Residents of the predominantly poor Makoko area of Lagos on Wednesday mounted a stout resistance to police officers deployed to evict them from their homes. Despite a show of firepower by the well-armed police, the residents’ strong resistance forced the officers to retreat to their base in Yaba, with their mission unaccomplished.
Residents said the police had rained bullets on them, but they had refused to be cowed and driven from their homes.
“They [police] shot at us in an effort to eject us from our homes, but we will not give up just like that,” said one of the residents, a civil servant.
The policemen descended on the community at the instance of the Lagos State Government which needed the police to intimidate the residents as state officials carried out the demolition of homes.
Yesterday’s foiled demolition was meant to follow a pattern of past demolitions by the Lagos State government of the homes of low-income Nigerians. The annexed land is then subsequently handed to privileged Nigerians, including former Governor Bola Tinubu, for upscale real estate developments.
In July 2012, the police had killed a deputy traditional chief, Timothy Azinpono, during a similar process of forcible demolition of houses on the Makoko waterfront.

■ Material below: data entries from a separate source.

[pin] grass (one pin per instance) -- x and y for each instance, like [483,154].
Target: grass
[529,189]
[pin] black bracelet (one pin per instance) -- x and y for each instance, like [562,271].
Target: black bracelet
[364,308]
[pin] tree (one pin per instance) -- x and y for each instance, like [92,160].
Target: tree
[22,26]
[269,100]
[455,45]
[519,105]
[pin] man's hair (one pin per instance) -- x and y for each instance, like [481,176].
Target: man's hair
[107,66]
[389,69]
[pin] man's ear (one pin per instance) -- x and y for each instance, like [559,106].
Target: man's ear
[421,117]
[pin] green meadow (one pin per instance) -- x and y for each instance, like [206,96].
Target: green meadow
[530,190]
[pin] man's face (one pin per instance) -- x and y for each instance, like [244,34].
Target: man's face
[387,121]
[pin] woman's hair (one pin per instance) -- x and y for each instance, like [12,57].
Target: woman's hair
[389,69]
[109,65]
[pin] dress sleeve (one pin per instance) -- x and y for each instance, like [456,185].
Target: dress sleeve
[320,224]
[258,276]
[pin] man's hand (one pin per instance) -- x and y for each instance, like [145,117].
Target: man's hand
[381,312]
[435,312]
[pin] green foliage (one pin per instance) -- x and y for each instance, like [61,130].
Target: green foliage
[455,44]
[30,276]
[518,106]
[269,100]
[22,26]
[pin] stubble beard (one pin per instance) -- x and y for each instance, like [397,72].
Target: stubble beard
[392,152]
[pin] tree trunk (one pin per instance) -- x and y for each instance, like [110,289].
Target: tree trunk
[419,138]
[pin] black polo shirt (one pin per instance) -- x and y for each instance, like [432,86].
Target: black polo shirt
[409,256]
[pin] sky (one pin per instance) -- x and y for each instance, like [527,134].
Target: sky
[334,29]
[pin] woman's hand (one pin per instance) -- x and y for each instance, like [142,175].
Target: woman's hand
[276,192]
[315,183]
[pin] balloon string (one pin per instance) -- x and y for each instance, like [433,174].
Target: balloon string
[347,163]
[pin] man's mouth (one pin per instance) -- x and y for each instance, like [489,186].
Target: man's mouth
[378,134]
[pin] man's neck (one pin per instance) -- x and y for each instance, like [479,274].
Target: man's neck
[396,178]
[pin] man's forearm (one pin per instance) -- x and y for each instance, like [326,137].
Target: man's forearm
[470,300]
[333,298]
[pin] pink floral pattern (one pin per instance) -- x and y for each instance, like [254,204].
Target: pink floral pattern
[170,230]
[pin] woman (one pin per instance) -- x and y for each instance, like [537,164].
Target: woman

The residents who resisted yesterday’s ejection bid do not live on the waterfront.
The residents said they had lived in the area for more than one hundred years before the Lagos State Government suddenly woke up to order them to quit their homes without making any plans to resettle them.
A resident claimed that police firepower had killed some resisters, but SaharaReporters was unable to independently confirm any casualties as at press time.
Eyewitnesses reported that the community’s strong resistance forced the police to withdraw to their base at the Yaba police station in the Adekunle area. “From their station, the policemen continued shooting at the resisters,” said one witness.